= Corrosion in ballast tanks =

Corrosion in Ballast Tanks is the deterioration process where the surface of a ballast tank progresses from microblistering, to loss of tank coating, and finally to cracking of the tank steel itself.

“Effective corrosion control in segregated water ballast spaces is probably the single most important feature, next to the integrity of the initial design, in determining the ship’s effective life span and structural reliability,” said Alan Gavin, Germanischer Lloyd's Principal surveyor.

Throughout the years the merchant fleet has become increasingly aware of the importance of avoiding corrosion in ballast tanks.

== Factors influencing corrosion in ballast tanks ==
Epoxy and modified epoxy are standard coatings used to provide protective barriers to corrosion in ballast tanks.
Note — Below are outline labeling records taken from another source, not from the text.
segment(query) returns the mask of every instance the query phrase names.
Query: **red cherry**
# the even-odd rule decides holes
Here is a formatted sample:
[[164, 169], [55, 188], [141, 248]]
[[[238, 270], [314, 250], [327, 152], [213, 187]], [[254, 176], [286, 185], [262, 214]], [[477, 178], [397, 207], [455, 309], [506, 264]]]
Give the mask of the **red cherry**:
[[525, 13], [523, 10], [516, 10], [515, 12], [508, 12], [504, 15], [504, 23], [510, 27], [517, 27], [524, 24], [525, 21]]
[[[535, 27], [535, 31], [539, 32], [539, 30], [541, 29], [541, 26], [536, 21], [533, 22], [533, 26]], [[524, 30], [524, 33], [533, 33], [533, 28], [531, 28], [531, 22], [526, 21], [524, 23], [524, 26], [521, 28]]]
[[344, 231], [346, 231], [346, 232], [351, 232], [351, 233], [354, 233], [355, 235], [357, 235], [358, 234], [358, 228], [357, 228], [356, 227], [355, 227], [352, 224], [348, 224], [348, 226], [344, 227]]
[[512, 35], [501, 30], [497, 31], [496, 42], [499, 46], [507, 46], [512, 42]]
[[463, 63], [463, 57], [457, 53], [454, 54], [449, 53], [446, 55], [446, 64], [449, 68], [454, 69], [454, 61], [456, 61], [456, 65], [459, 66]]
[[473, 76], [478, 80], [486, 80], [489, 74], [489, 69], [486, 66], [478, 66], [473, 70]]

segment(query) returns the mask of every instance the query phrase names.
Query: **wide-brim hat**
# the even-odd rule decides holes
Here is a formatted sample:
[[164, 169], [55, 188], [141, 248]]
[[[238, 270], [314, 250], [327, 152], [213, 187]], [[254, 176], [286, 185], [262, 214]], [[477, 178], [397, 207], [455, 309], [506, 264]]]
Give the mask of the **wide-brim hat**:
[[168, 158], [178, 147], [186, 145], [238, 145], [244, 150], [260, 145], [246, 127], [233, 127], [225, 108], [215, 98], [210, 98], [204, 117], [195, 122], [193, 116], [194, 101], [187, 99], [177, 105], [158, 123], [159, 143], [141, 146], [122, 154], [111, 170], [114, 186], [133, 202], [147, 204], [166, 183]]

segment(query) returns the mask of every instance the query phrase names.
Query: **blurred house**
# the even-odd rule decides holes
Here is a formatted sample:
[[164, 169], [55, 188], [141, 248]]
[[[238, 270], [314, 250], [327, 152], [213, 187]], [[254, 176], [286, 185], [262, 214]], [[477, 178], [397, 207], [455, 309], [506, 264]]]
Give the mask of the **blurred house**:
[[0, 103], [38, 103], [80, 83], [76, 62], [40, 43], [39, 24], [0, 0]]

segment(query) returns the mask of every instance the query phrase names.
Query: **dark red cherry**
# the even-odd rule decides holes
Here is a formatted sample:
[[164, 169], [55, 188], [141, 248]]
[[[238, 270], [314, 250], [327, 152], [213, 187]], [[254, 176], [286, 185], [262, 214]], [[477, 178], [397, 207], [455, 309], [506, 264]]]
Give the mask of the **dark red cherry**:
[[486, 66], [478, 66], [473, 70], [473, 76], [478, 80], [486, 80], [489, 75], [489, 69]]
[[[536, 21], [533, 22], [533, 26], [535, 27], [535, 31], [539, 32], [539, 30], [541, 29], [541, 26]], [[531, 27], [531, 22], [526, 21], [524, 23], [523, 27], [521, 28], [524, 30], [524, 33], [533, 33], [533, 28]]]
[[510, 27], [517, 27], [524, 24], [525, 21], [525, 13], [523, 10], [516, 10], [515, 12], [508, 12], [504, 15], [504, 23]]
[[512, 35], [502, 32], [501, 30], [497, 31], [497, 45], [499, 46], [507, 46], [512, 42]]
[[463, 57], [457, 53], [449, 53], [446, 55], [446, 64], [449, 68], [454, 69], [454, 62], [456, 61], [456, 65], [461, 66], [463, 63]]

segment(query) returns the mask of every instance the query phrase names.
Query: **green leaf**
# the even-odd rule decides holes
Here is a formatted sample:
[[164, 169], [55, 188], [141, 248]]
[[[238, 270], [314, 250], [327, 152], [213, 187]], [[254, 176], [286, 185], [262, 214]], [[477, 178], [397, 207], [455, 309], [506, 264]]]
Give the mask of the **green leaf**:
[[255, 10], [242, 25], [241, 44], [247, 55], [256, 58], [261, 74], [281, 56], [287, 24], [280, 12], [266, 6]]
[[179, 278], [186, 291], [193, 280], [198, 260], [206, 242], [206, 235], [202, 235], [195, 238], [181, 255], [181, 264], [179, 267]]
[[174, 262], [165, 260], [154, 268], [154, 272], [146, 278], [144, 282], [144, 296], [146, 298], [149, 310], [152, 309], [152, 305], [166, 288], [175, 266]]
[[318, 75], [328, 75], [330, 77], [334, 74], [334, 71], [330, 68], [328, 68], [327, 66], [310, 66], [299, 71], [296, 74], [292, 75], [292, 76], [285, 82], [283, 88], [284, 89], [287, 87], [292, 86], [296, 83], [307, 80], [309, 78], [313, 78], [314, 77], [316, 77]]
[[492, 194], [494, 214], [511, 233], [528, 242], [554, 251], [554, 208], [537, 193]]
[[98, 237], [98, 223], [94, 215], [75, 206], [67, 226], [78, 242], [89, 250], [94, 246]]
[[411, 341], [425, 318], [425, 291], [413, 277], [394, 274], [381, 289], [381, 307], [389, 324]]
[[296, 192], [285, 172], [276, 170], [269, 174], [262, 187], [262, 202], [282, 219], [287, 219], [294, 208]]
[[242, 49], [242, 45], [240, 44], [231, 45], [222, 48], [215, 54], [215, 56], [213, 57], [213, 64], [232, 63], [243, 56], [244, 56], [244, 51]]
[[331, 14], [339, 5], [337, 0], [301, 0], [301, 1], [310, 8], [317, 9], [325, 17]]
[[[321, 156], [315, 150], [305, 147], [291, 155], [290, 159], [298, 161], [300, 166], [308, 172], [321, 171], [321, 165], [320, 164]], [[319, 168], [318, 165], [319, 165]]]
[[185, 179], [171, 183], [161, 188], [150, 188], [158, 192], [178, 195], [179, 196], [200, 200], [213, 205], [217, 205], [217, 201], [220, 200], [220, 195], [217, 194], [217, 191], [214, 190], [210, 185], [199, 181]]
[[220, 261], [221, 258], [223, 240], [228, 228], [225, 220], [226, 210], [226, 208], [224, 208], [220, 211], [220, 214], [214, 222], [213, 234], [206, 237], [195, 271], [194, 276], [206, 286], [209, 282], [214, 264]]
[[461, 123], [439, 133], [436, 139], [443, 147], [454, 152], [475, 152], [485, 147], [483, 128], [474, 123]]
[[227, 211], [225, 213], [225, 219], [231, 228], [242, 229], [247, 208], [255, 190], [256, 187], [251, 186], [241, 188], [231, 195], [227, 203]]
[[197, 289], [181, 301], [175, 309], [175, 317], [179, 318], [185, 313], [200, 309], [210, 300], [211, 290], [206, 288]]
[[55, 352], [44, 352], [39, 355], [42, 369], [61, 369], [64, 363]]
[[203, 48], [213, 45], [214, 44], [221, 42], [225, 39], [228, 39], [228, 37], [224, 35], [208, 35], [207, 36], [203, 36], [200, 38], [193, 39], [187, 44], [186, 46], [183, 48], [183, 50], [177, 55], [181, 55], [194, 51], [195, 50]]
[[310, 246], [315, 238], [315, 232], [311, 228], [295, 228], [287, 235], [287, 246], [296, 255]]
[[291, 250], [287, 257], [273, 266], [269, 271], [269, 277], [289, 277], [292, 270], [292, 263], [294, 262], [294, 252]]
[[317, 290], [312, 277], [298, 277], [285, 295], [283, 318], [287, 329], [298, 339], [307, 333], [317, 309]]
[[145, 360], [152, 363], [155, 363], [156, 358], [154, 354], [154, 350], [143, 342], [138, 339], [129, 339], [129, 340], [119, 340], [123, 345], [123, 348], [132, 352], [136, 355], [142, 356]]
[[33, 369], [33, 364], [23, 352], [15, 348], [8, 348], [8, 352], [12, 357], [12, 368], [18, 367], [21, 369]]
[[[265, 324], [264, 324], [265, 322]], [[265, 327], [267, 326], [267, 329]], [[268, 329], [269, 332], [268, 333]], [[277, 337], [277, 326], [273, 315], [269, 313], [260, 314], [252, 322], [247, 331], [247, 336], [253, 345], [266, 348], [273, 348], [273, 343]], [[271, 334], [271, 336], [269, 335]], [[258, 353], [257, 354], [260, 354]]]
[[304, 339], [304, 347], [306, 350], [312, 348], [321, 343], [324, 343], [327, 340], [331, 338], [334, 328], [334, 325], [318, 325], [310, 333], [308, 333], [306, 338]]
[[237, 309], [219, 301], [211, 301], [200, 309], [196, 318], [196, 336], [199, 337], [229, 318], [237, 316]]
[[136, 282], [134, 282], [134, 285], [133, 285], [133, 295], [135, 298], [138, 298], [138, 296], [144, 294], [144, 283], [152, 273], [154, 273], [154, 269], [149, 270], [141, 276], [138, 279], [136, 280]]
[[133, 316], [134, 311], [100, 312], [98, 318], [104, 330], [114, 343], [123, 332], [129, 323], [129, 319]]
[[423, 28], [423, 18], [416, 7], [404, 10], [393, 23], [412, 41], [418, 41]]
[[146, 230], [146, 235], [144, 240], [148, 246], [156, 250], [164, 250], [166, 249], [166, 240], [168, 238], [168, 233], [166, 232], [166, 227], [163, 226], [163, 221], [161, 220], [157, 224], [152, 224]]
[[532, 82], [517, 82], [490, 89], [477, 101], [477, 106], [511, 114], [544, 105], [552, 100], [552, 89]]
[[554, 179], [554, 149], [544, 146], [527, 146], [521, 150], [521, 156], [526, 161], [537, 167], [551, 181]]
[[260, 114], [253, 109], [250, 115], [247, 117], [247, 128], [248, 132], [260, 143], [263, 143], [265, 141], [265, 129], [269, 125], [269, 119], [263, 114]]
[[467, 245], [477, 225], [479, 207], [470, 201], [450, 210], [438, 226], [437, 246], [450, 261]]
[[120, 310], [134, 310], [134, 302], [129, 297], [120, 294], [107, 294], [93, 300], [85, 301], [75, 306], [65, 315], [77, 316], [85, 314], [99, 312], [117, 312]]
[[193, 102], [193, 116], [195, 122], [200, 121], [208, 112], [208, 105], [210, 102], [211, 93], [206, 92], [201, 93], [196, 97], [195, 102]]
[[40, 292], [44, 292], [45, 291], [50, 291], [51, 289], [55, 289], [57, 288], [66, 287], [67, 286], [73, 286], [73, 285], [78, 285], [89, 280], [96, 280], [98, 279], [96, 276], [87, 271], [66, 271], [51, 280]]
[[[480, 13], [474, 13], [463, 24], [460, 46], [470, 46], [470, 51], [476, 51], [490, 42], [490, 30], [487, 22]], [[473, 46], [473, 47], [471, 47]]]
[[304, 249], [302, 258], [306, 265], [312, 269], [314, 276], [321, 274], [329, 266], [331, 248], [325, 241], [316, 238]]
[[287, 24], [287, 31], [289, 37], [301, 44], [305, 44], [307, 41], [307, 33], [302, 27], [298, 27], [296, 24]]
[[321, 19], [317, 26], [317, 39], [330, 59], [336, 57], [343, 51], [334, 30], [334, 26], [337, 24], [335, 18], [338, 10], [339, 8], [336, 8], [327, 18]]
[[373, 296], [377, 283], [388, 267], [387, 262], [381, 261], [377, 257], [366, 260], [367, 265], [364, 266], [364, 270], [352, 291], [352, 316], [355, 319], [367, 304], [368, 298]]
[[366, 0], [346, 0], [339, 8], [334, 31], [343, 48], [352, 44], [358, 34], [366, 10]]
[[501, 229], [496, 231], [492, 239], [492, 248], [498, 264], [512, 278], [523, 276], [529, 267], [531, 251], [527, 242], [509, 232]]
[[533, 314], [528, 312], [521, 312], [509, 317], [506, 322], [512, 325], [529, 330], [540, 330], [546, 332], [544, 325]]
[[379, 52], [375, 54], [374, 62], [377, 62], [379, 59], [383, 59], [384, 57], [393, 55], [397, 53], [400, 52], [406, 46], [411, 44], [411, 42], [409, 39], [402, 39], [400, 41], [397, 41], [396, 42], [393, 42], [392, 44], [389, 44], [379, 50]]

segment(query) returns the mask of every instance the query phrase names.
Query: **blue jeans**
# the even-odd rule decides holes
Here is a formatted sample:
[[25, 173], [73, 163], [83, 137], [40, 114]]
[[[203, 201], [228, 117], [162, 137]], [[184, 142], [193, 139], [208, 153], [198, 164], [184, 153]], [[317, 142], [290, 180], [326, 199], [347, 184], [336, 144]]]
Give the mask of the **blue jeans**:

Exposed, unprotected steel will corrode much more rapidly than steel covered with this protective layer. Many ships also use sacrificial anodes or an impressed current for additional protection. Empty ballast tanks will corrode faster than areas fully immersed due to the thin - and electo conducting - moisture film covering them.
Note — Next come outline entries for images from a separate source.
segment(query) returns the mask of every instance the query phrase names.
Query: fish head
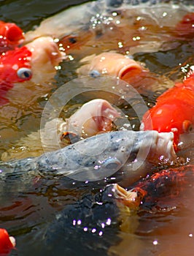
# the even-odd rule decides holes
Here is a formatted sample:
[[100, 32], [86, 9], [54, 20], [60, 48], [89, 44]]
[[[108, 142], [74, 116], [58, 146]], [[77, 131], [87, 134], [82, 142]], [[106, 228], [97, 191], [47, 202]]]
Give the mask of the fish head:
[[15, 247], [15, 238], [12, 236], [9, 236], [5, 229], [0, 228], [0, 255], [8, 255]]
[[42, 37], [26, 45], [31, 52], [31, 81], [41, 83], [54, 77], [59, 62], [64, 58], [50, 37]]
[[182, 148], [187, 147], [186, 142], [194, 135], [193, 113], [193, 105], [180, 99], [157, 104], [144, 114], [140, 129], [158, 132], [173, 132], [174, 150], [178, 151], [180, 145]]
[[16, 24], [0, 21], [0, 52], [13, 49], [23, 40], [23, 32]]
[[24, 82], [32, 77], [31, 52], [23, 46], [8, 50], [0, 56], [0, 83]]
[[128, 56], [114, 52], [106, 52], [96, 56], [91, 56], [83, 59], [81, 62], [88, 64], [77, 69], [80, 75], [90, 75], [96, 77], [101, 75], [111, 75], [126, 79], [142, 71], [142, 67]]
[[84, 104], [69, 118], [69, 130], [84, 138], [110, 132], [117, 117], [120, 113], [109, 102], [95, 99]]

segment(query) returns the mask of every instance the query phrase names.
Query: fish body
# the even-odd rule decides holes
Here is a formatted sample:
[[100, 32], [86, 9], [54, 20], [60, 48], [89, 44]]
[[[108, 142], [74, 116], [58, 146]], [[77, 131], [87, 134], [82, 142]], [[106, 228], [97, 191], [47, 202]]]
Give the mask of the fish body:
[[182, 83], [176, 83], [157, 99], [156, 105], [144, 115], [141, 129], [173, 132], [174, 148], [177, 151], [179, 143], [185, 140], [184, 135], [189, 135], [190, 140], [193, 138], [193, 113], [194, 72], [192, 72]]
[[15, 246], [15, 238], [12, 236], [9, 236], [9, 234], [5, 229], [0, 228], [0, 255], [9, 255]]
[[[139, 177], [138, 172], [148, 159], [158, 162], [161, 156], [174, 161], [173, 133], [156, 131], [120, 131], [100, 134], [35, 158], [1, 163], [1, 175], [9, 173], [39, 171], [64, 175], [80, 181], [108, 177], [131, 162], [129, 180]], [[141, 173], [141, 172], [140, 172]]]
[[24, 40], [23, 32], [16, 24], [0, 20], [0, 53], [14, 49]]
[[[100, 192], [86, 193], [58, 212], [48, 225], [42, 238], [47, 255], [56, 250], [77, 255], [79, 248], [80, 255], [107, 255], [112, 246], [119, 255], [122, 241], [125, 239], [128, 244], [138, 243], [131, 234], [139, 225], [139, 211], [141, 214], [173, 211], [177, 206], [177, 197], [185, 189], [183, 184], [191, 182], [189, 177], [193, 177], [193, 165], [162, 170], [127, 189], [115, 184]], [[185, 195], [184, 198], [185, 200]]]

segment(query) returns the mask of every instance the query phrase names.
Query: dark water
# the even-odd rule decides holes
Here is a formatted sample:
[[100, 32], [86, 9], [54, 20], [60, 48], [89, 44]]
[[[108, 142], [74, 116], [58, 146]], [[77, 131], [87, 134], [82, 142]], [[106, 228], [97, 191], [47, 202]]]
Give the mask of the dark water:
[[[71, 5], [83, 2], [81, 0], [0, 1], [0, 20], [16, 23], [24, 31], [28, 31], [43, 19]], [[193, 64], [193, 42], [182, 42], [178, 47], [166, 51], [136, 53], [134, 57], [136, 60], [145, 62], [152, 72], [165, 74], [176, 80], [184, 75], [180, 71], [179, 63], [182, 66]], [[78, 66], [75, 61], [71, 64], [66, 61], [62, 63], [62, 70], [55, 77], [57, 86], [74, 78], [76, 75], [74, 70]], [[142, 96], [150, 105], [154, 104], [160, 93], [160, 91], [150, 91]], [[29, 107], [25, 115], [18, 112], [14, 118], [10, 114], [9, 121], [2, 118], [2, 140], [0, 144], [1, 153], [15, 146], [13, 142], [17, 138], [39, 129], [42, 111], [46, 101], [42, 95], [42, 97], [38, 99], [39, 105], [37, 109]], [[125, 109], [125, 106], [121, 106], [123, 110]], [[100, 240], [96, 238], [98, 243], [96, 243], [95, 236], [85, 237], [82, 233], [70, 233], [71, 227], [69, 227], [70, 224], [67, 220], [66, 226], [64, 227], [66, 237], [69, 236], [69, 239], [71, 237], [76, 238], [79, 241], [80, 239], [80, 244], [76, 240], [74, 243], [69, 244], [66, 239], [66, 251], [63, 248], [58, 249], [56, 243], [53, 254], [47, 249], [49, 242], [45, 244], [44, 236], [56, 213], [66, 208], [68, 216], [68, 209], [79, 207], [77, 202], [80, 198], [87, 194], [95, 195], [107, 183], [111, 183], [111, 181], [88, 184], [66, 177], [10, 175], [0, 181], [0, 226], [7, 229], [16, 238], [17, 249], [12, 252], [12, 255], [97, 255], [99, 253], [103, 255], [123, 256], [193, 255], [193, 170], [189, 167], [187, 170], [190, 174], [182, 181], [184, 189], [181, 192], [179, 191], [179, 196], [173, 199], [169, 196], [159, 203], [157, 202], [158, 198], [155, 198], [153, 205], [160, 206], [159, 210], [148, 206], [148, 210], [143, 208], [138, 214], [131, 216], [128, 211], [120, 212], [117, 209], [117, 211], [115, 208], [117, 206], [114, 203], [113, 205], [111, 204], [110, 209], [115, 207], [115, 215], [112, 216], [109, 211], [108, 214], [115, 223], [111, 225], [108, 236], [102, 236]], [[163, 184], [162, 186], [166, 184]], [[72, 214], [74, 212], [76, 216], [76, 210], [72, 211]], [[104, 214], [100, 211], [98, 217], [96, 211], [94, 213], [97, 215], [91, 219], [91, 223], [95, 227]], [[108, 217], [106, 217], [107, 219]], [[52, 233], [52, 230], [50, 233], [51, 236], [55, 236], [55, 234], [56, 236], [56, 233]], [[88, 246], [90, 243], [92, 244], [90, 246]], [[88, 246], [88, 254], [87, 251], [80, 248], [86, 244]]]

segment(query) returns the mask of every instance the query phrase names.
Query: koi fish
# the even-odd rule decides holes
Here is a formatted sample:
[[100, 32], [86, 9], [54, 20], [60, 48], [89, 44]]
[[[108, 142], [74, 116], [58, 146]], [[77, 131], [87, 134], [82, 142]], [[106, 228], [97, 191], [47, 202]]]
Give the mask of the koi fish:
[[54, 77], [62, 54], [53, 39], [43, 37], [0, 56], [0, 105], [15, 83], [31, 80], [40, 83]]
[[194, 72], [191, 70], [182, 83], [176, 83], [157, 99], [156, 105], [144, 115], [140, 129], [173, 132], [177, 151], [185, 147], [185, 142], [192, 140], [193, 113]]
[[102, 53], [96, 56], [91, 56], [81, 61], [85, 61], [89, 64], [82, 66], [77, 69], [77, 72], [94, 78], [107, 75], [122, 79], [126, 74], [133, 76], [142, 71], [142, 67], [138, 62], [127, 56], [113, 52]]
[[4, 97], [14, 83], [30, 80], [31, 52], [26, 47], [7, 51], [0, 56], [0, 105], [7, 103]]
[[0, 255], [9, 255], [12, 249], [15, 248], [15, 239], [13, 236], [9, 236], [7, 231], [0, 228]]
[[193, 39], [194, 35], [194, 12], [189, 12], [183, 17], [176, 26], [176, 33], [181, 36], [187, 36]]
[[24, 40], [23, 32], [15, 23], [0, 20], [0, 53], [14, 49]]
The main factors influencing the rate of corrosion are diffusion, temperature, Conductivity, type of ions, pH, and
electrochemical corrosion potential.

== Regions of a ballast tank ==
Ballast tanks do not corrode uniformly throughout the tank. Each region behaves distinctively, according to it electrochemical loading. The differences can especially be seen in empty ballast tanks. The upper sections usually corrode but the lower sections will blister.

A ballast tank has three distinct sections: 1) upper, 2) mid or "boottop" area and, 3) the "double bottom" or lower wing sections. The upper regions are constantly affected by weather. This area experiences a high degree of thermal cycling and mechanical damage through vibration. This area tends to undergo anodic oxidation more rapidly than other sections and will weaken more rapidly. This ullage or headspace area contains more oxygen and thus speeds atmospheric corrosion, as evidenced by the appearance of rust scales.

In the midsection corrodes more slowly than upper or the bottom sections of the tank.

Double bottoms are prone to cathodic blistering. Temperatures in this area are much lower due to the cooling of the sea. If this extremely cathodic region is placed close to an anodic source (e.g. a corroding ballast pipe), cathodic blistering may occur especially where the epoxy coating is relatively new. Mud retained in ballast water can lead to microbial corrosion.

== Marine regulations ==
Many maritime accidents have been caused by corrosion, and this has led to stringent regulations concerning protective coatings for ballast tanks. The Coating Performance Standard for Ballast Tank Coatings (PSPC), became effective in 2008. It specifies how protective coatings should be applied during vessel construction with the intention of giving a coating a 15-year service life. Additional regulations, such as those established by The International Convention for the Control and Management of Ships Ballast Water & Sediments (SBWS) sought to avoid introducing invasive species throughout the world through ship's ballast tanks. The methods used to avoid having these invasive species surviving in ballast tanks however greatly increased the rate of corrosion. Therefore ongoing research attempts to find water treatment systems that kill invasive species, while not having a destructive effect on the ballast tank coatings. As double-hulled tankers were introduced it meant that there was more ballast tank area had to be coated and therefore a greater capital investment for ship owners. With the onset of the OPA 90 and later the amendments to MARPOL annex 1, single hull tankers (without alternative method) have basically phased out.

Modern double hull tankers, with their fully "segregated ballast tanks" propose another problem. Empty tanks act as insulation from the cold sea and allow the warm cargo areas to retain their heat longer. Corrosion rates increase with differences in temperature. Consequently, the cargo side of the ballast tank corrodes more quickly than it did with single hull tankers.